Sorin Solomon
Title: Markov Webs and Distributed Causality
Classical linear logic postulates a time ordered linear chain of cause-effects links that lead to the desired outcome. Most of the revolutionary developments in the last decade have a very different structure: their outcome is the collective effect of a multitude of causes. Such processes can be designed and controlled only in terms of a logistics and causality that involves simultaneously the entire set of involved agents: if somebody is killed in a stampede the police will not be looking for the suspect that trampled first (or last) over his body. Rather, they will look for the people responsible for the emergence of the collective panic! Moreover, they will take measures to block in future events the feedback loops that such a collective causality enables. On the positive side, the collective causality allows systems to undergo spontaneously quick positive changes based on such feedback loops as it was the case with WWW, Google, portable telephones, mp3 etc.
The classical description of dynamics is formulated in terms of systems of differential equations (e.g. Newton laws). For the description of systems with a large number of interacting bodies one usually adopts a statistical approach (e.g. Statistical Mechanics, Markov Chains, Monte Carlo Simulations) which sacrifices the details and the exact timing of the events. The excuse is that each event is determined only by events immediately preceding it rather then events in the arbitrary past. Moreover, time is often divided in slices and the various cause and effect events are assumed to take place in accordance to this arbitrary slicing. There is consequently a confusion between the needed relaxation of the linear causality and the un-waranted relaxation of the precision in the timing of various events. This is dangerous: it is often a matter of life and death to preserve the correct ordering of events and their interconnection rigorously down to the lowest time scale.?To this effect we introduced the concept of Markov Webs or Markov Nets (MN) which allows one to represent exactly the collective causal structure of events in natural systems composed of many interacting agents. The Markov Net concept preserve the causal dependence of the effects on the events collectively causing them but makes no assumption or approximation on their timing (e.g. an event taking place currently may be influenced by events that took place at arbitrary times in the past. The Markov Net formalism preserves exactly the collective causality and timing of the events. Moreover, in a Markov Net the possibility exists that an event is affected (or even prevented) if other events happen in the meantime between its initial causation and its expected occurrence.

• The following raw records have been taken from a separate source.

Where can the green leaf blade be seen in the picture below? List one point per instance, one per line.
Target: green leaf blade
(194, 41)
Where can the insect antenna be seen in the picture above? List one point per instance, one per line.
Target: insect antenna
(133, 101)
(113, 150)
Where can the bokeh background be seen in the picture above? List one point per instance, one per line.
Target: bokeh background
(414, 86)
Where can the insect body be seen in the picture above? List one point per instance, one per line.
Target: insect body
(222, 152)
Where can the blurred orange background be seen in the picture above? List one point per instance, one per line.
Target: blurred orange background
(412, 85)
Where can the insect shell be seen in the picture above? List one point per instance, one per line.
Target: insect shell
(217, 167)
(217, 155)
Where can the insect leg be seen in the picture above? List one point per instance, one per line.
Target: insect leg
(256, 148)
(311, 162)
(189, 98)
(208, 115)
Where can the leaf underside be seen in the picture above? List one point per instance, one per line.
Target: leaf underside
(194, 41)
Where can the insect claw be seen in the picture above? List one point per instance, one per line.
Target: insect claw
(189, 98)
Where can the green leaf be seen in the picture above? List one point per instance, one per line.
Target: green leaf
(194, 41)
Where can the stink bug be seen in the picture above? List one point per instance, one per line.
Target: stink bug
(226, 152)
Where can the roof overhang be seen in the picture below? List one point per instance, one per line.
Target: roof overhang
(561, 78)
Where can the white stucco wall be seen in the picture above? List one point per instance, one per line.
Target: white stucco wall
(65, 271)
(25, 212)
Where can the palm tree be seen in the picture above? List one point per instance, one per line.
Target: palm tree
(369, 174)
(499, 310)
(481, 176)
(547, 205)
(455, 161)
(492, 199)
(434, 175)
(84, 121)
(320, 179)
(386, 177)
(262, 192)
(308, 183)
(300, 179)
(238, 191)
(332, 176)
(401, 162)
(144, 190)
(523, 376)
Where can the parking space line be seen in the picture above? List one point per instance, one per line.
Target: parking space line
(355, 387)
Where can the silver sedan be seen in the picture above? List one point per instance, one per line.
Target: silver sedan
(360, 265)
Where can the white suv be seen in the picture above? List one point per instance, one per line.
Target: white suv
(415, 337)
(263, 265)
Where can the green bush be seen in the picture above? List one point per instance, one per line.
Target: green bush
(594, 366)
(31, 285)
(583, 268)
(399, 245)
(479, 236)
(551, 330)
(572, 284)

At the epistemological level, we aim to contribute to the break with the Aristotelian syllogistic linear causality that attempts to pin to every effect a well-defined cause. In our methodology, we reserve a crucial role for the interactions and the positive feedback loops that such a collective vision of causality enables. As an example, in the present study we consider three types of interactions:
top-down in which the macro-state of the system influences the individuals (e.g., the group identity, the market sentiment);
bottom-up in which the individual micro-events (e.g., individual statements, change of allegiance, bankruptcy) contribute to the macro-state and its perception;
peer-to-peer in which the particular individuals are influencing one another 'by direct contact' (e.g., word-of-mouth, contagion, payments default).
We present analytical, numerical and simulations of such models and confront them to empirical data from distributed social , economic and biological systems.